# I like to play soccer



## Danke fur das Gift

I am new time poster here and in a German class at my school. Awhile ago my teacher taught us to use gern when learning about hobbies, for example;
Ich spiele gern Fußball- meaning "I like to play soccer."
But recently when learning about models such as mörgen- to like to, we were given the example;
Ich mag Fußball spielen- also meaning "I like playing soccer"

Does anyone her know which native German speakers use and in what situations..Perhaps it has something to do with high/low German.


----------



## Riverplatense

If you say _Ich spiele gerne Fußball_, you talk about a general attitude. 

When, however, you say _Ich mag Fußball spielen_ (although I'd rather say _Ich möchte/will Fußball spielen_), you let understand that in this very moment you want to go playing soccer. 

However, there are formulations where both more or less mean the same:Ich esse gerne Eis. (I like eating ice cream).
Ich mag Eis. (I like eating ice cream).​In this case, the second example shows a pretty low stylistic level (and wouldn't be written) and can mean both a general affection and an actual desire while _Ich esse gerne Eis_ only describes a general affection. 

If, however, you want to express your momentary desire using «beautiful» German you'd better write _Ich würde jetzt gerne ein Eis essen._


----------



## Danke fur das Gift

Riverplatense said:


> If you say _Ich spiele gerne Fußball_, you talk about a general attitude.
> 
> When, however, you say _Ich mag Fußball spielen_ (although I'd rather say _Ich möchte/will Fußball spielen_), you let understand that in this very moment you want to go playing soccer.
> 
> However, there are formulations where both more or less mean the same:Ich esse gerne Eis. (I like eating ice cream).
> Ich mag Eis. (I like eating ice cream).​In this case, the second example shows a pretty low stylistic level (and wouldn't be written) and can mean both a general affection and an actual desire while _Ich esse gerne Eis_ only describes a general affection.
> 
> If, however, you want to express your momentary desire using «beautiful» German you'd better write _Ich würde jetzt gerne ein Eis essen._


 Ok thankyou for answer this question, my German teacher was unable to! 
Would watching be applied to the eating or playing ice cream example, as in would saying _Ich sehe gern Fußball _and_ Ich mag Fußball sehen_ be the same or would saying _ Ich sehe gern Fußball _mean you want to watch soccer now.


----------



## Frank78

Basically there's the same difference in German "mögen" vs "möchten" as in English "like" vs "would like".
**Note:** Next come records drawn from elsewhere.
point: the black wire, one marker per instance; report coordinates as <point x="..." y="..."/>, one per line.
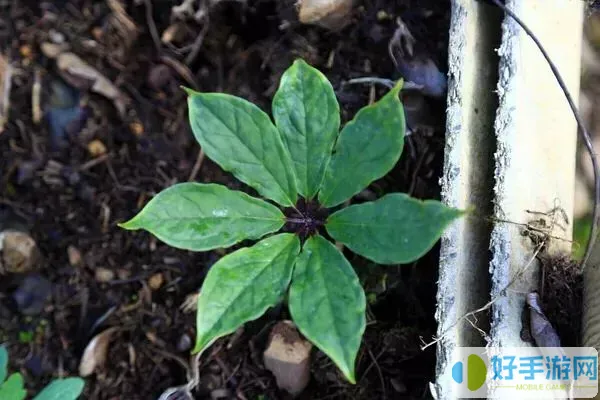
<point x="585" y="135"/>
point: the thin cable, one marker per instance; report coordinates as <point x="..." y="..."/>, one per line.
<point x="585" y="135"/>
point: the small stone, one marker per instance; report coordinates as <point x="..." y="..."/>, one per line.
<point x="156" y="281"/>
<point x="104" y="275"/>
<point x="74" y="256"/>
<point x="288" y="357"/>
<point x="19" y="252"/>
<point x="330" y="14"/>
<point x="96" y="148"/>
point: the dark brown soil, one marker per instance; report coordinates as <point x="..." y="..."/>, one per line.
<point x="53" y="188"/>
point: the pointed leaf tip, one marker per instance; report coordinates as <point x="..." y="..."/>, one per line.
<point x="200" y="217"/>
<point x="327" y="303"/>
<point x="241" y="286"/>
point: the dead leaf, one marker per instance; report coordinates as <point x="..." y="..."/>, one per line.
<point x="330" y="14"/>
<point x="414" y="64"/>
<point x="94" y="355"/>
<point x="83" y="76"/>
<point x="19" y="252"/>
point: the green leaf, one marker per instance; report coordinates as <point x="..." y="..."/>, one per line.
<point x="368" y="148"/>
<point x="307" y="114"/>
<point x="201" y="217"/>
<point x="327" y="303"/>
<point x="13" y="388"/>
<point x="241" y="138"/>
<point x="3" y="363"/>
<point x="62" y="389"/>
<point x="395" y="229"/>
<point x="241" y="286"/>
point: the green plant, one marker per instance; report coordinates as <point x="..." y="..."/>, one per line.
<point x="304" y="164"/>
<point x="13" y="388"/>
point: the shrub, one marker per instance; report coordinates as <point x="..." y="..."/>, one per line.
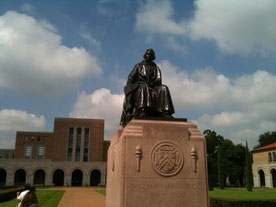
<point x="236" y="203"/>
<point x="10" y="193"/>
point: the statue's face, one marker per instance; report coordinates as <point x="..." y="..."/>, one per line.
<point x="149" y="55"/>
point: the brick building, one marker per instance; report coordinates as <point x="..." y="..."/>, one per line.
<point x="73" y="154"/>
<point x="264" y="166"/>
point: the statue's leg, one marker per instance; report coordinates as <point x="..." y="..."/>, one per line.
<point x="143" y="100"/>
<point x="164" y="100"/>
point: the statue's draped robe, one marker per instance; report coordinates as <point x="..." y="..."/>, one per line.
<point x="144" y="89"/>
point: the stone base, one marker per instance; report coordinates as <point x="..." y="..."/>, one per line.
<point x="157" y="164"/>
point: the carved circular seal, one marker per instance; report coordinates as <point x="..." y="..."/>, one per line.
<point x="166" y="158"/>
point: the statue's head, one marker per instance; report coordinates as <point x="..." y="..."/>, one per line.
<point x="149" y="55"/>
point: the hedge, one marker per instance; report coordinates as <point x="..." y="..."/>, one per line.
<point x="237" y="203"/>
<point x="10" y="193"/>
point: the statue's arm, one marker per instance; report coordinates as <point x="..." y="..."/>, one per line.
<point x="132" y="83"/>
<point x="158" y="78"/>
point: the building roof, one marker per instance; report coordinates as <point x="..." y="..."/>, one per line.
<point x="271" y="146"/>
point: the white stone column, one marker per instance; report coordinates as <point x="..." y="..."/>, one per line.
<point x="67" y="179"/>
<point x="48" y="180"/>
<point x="30" y="177"/>
<point x="9" y="179"/>
<point x="82" y="144"/>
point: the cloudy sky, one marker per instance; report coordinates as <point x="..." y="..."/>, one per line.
<point x="71" y="59"/>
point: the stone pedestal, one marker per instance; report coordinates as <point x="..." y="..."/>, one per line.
<point x="157" y="164"/>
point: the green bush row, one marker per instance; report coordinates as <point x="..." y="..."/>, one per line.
<point x="235" y="203"/>
<point x="10" y="193"/>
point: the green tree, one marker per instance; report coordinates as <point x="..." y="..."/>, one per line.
<point x="220" y="168"/>
<point x="266" y="139"/>
<point x="212" y="141"/>
<point x="248" y="170"/>
<point x="233" y="159"/>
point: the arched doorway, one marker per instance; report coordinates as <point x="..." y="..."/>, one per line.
<point x="273" y="175"/>
<point x="95" y="178"/>
<point x="262" y="178"/>
<point x="39" y="177"/>
<point x="77" y="178"/>
<point x="58" y="178"/>
<point x="20" y="177"/>
<point x="3" y="176"/>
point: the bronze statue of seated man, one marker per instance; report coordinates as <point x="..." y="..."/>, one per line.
<point x="145" y="96"/>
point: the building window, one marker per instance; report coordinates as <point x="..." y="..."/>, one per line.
<point x="86" y="137"/>
<point x="69" y="154"/>
<point x="274" y="156"/>
<point x="85" y="155"/>
<point x="78" y="144"/>
<point x="28" y="152"/>
<point x="86" y="143"/>
<point x="70" y="138"/>
<point x="40" y="152"/>
<point x="269" y="157"/>
<point x="6" y="154"/>
<point x="70" y="143"/>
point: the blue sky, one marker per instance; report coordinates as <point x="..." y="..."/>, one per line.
<point x="72" y="58"/>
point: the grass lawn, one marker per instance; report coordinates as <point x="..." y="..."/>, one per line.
<point x="238" y="193"/>
<point x="103" y="192"/>
<point x="46" y="198"/>
<point x="243" y="194"/>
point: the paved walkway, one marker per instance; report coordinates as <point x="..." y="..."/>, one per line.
<point x="81" y="197"/>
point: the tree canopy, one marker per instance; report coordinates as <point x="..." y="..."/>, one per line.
<point x="266" y="139"/>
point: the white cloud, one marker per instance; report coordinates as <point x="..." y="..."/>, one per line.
<point x="101" y="104"/>
<point x="240" y="109"/>
<point x="12" y="120"/>
<point x="94" y="42"/>
<point x="34" y="61"/>
<point x="236" y="26"/>
<point x="157" y="17"/>
<point x="26" y="7"/>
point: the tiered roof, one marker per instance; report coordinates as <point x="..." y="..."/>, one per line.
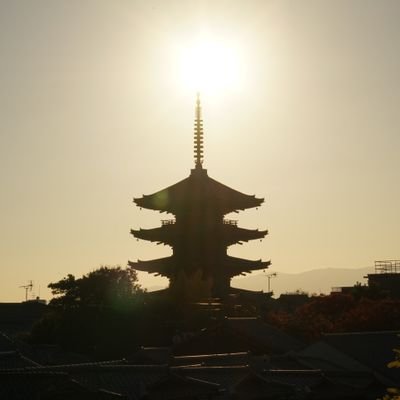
<point x="199" y="234"/>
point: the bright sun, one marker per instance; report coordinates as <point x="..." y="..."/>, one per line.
<point x="210" y="65"/>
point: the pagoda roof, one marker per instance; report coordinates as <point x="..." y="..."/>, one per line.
<point x="198" y="191"/>
<point x="170" y="234"/>
<point x="166" y="266"/>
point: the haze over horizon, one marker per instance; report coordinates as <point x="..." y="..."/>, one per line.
<point x="93" y="113"/>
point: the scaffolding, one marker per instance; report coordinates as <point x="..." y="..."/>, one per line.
<point x="387" y="267"/>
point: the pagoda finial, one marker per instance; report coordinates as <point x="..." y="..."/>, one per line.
<point x="198" y="135"/>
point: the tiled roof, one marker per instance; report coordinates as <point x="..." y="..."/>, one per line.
<point x="14" y="359"/>
<point x="372" y="349"/>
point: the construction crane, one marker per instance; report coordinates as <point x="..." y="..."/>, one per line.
<point x="27" y="288"/>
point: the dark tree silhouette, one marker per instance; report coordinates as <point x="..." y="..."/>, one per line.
<point x="106" y="286"/>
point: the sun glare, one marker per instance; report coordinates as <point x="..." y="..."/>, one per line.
<point x="210" y="65"/>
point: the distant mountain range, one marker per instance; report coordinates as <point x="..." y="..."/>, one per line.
<point x="314" y="281"/>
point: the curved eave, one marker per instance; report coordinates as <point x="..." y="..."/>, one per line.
<point x="160" y="266"/>
<point x="238" y="266"/>
<point x="160" y="235"/>
<point x="198" y="190"/>
<point x="235" y="234"/>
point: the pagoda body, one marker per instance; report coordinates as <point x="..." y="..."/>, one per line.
<point x="199" y="234"/>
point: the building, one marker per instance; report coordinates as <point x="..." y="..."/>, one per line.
<point x="386" y="278"/>
<point x="199" y="233"/>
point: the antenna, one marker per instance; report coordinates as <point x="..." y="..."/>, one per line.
<point x="198" y="135"/>
<point x="27" y="288"/>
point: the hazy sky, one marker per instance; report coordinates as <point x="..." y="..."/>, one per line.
<point x="93" y="113"/>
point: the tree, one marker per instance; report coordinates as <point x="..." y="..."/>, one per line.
<point x="104" y="287"/>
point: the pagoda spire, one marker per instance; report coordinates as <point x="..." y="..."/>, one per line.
<point x="198" y="135"/>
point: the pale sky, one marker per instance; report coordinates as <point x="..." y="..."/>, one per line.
<point x="94" y="112"/>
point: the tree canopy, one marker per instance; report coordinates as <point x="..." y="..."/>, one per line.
<point x="106" y="286"/>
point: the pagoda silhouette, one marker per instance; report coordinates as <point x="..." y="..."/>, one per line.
<point x="199" y="235"/>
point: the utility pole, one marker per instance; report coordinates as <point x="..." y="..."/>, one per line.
<point x="27" y="288"/>
<point x="269" y="277"/>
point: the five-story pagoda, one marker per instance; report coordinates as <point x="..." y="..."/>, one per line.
<point x="199" y="234"/>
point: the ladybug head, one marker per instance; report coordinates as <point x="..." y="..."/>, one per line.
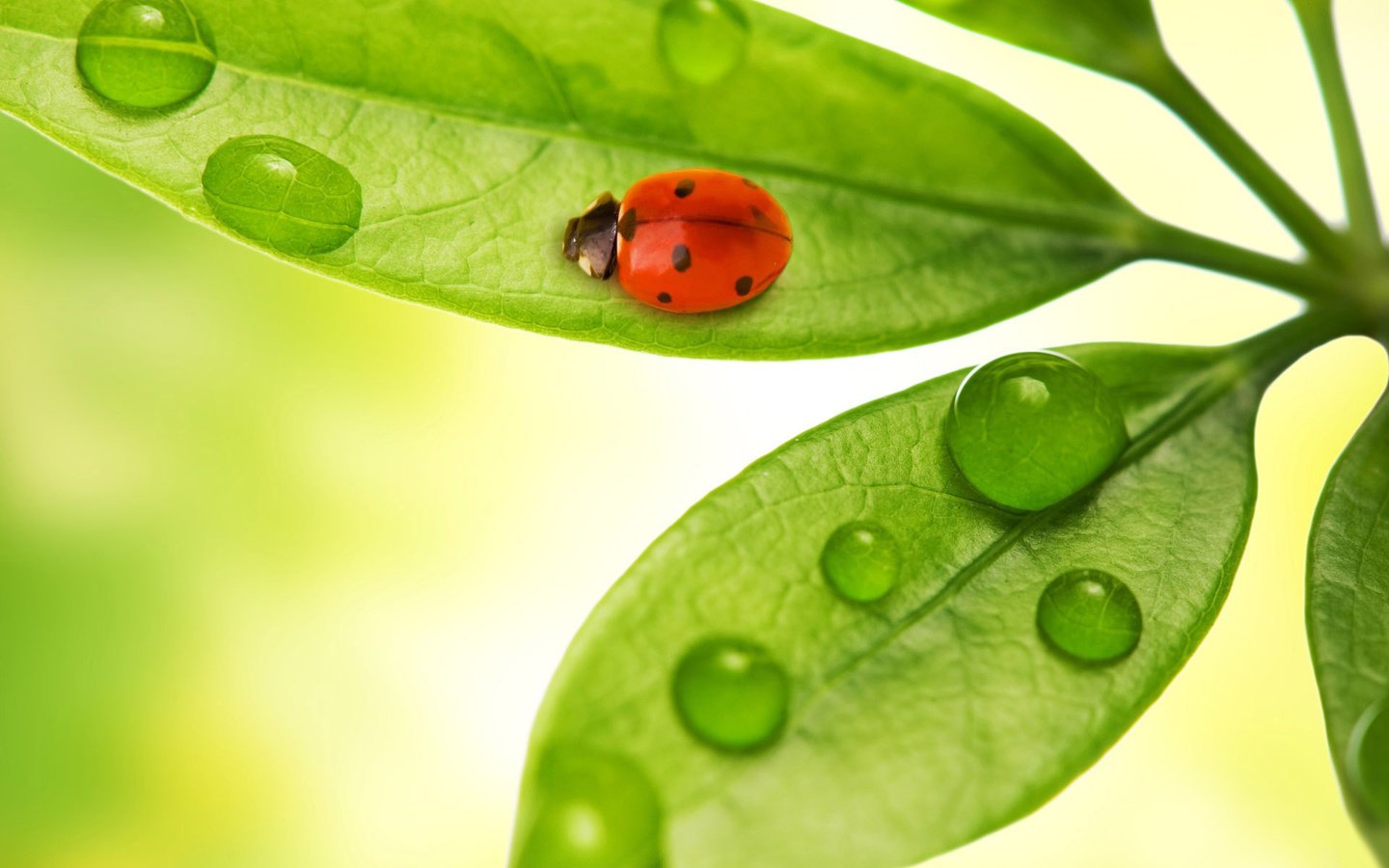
<point x="590" y="239"/>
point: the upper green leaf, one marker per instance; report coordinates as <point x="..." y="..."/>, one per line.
<point x="1113" y="37"/>
<point x="922" y="205"/>
<point x="1348" y="621"/>
<point x="940" y="712"/>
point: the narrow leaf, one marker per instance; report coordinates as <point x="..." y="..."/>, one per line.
<point x="940" y="713"/>
<point x="1348" y="622"/>
<point x="922" y="205"/>
<point x="1113" y="37"/>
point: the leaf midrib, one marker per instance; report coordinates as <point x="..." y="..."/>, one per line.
<point x="1121" y="228"/>
<point x="1212" y="385"/>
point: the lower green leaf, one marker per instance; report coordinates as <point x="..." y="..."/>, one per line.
<point x="1348" y="622"/>
<point x="778" y="719"/>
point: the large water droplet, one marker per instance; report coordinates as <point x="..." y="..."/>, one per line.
<point x="284" y="195"/>
<point x="146" y="53"/>
<point x="1369" y="760"/>
<point x="703" y="41"/>
<point x="732" y="694"/>
<point x="1091" y="615"/>
<point x="1034" y="428"/>
<point x="861" y="561"/>
<point x="590" y="810"/>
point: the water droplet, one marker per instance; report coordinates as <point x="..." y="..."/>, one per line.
<point x="703" y="41"/>
<point x="590" y="810"/>
<point x="1091" y="615"/>
<point x="861" y="561"/>
<point x="1034" y="428"/>
<point x="284" y="195"/>
<point x="732" y="694"/>
<point x="146" y="53"/>
<point x="1369" y="760"/>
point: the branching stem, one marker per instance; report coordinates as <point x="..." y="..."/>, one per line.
<point x="1320" y="31"/>
<point x="1175" y="245"/>
<point x="1171" y="87"/>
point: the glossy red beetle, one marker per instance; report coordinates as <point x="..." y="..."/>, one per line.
<point x="689" y="240"/>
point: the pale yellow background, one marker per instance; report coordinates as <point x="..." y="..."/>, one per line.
<point x="352" y="538"/>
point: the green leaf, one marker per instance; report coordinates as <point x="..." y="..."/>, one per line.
<point x="1117" y="38"/>
<point x="940" y="713"/>
<point x="1348" y="611"/>
<point x="922" y="205"/>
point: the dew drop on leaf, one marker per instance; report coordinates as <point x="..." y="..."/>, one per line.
<point x="703" y="41"/>
<point x="146" y="53"/>
<point x="590" y="810"/>
<point x="1089" y="615"/>
<point x="1369" y="760"/>
<point x="731" y="694"/>
<point x="1034" y="428"/>
<point x="861" y="561"/>
<point x="284" y="195"/>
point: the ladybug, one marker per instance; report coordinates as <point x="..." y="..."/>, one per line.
<point x="688" y="242"/>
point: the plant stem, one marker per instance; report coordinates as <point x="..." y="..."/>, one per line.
<point x="1320" y="32"/>
<point x="1171" y="87"/>
<point x="1175" y="245"/>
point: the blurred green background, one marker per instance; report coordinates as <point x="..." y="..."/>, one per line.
<point x="285" y="565"/>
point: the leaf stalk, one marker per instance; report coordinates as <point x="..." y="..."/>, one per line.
<point x="1320" y="32"/>
<point x="1170" y="87"/>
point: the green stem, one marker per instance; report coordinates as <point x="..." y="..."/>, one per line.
<point x="1165" y="242"/>
<point x="1320" y="32"/>
<point x="1171" y="87"/>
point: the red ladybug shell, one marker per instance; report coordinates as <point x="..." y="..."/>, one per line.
<point x="699" y="240"/>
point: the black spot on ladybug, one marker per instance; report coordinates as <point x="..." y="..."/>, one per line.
<point x="627" y="227"/>
<point x="761" y="220"/>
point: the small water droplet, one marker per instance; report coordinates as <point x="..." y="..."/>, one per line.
<point x="731" y="694"/>
<point x="1031" y="429"/>
<point x="284" y="195"/>
<point x="1369" y="760"/>
<point x="146" y="53"/>
<point x="861" y="561"/>
<point x="590" y="810"/>
<point x="703" y="41"/>
<point x="1091" y="615"/>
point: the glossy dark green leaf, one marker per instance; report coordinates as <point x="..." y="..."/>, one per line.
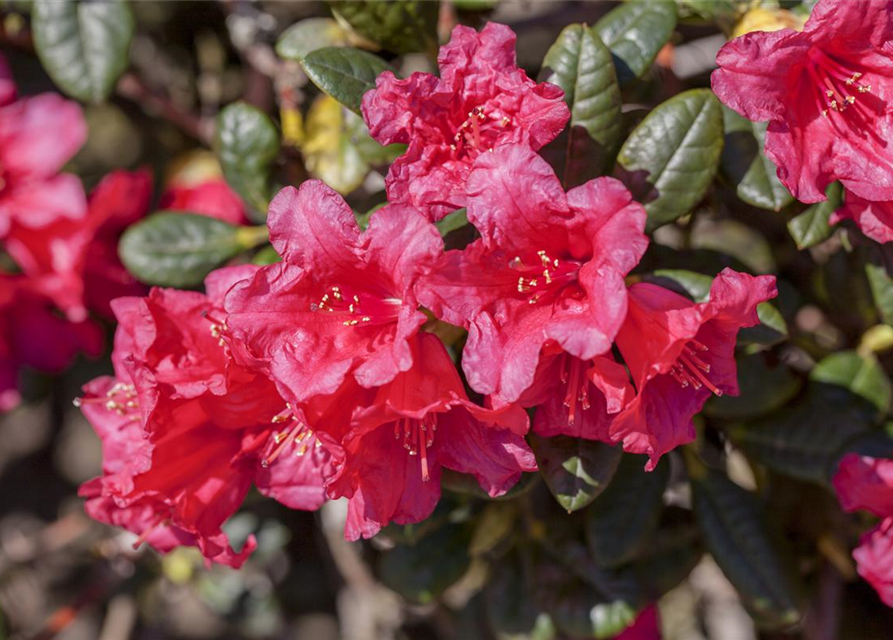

Ich mag Fußball. (I like football)
Ich mag Fußballspiele. (I like football matches)

Ich möchte (jetzt) Fußball spielen. (I'd like to play football (now) )



Danke fur das Gift said:


> Does anyone her know which native German speakers use and in what  situations..Perhaps it has something to do with high/low German.



High and Low German have nothing to do with a certain register. They refer to areas: Low German (coastal) and High German (upper regions). They are almost two different languages. 
http://en.wikipedia.org/wiki/Low_German


----------



## Danke fur das Gift

> Basically there's the same difference in German "mögen" vs "möchten" as in English "like" vs "would like".
> 
> Ich mag Fußball. (I like football)
> Ich mag Fußballspiele. (I like football matches)
> 
> Ich möchte (jetzt) Fußball spielen. (I'd like to play football (now) )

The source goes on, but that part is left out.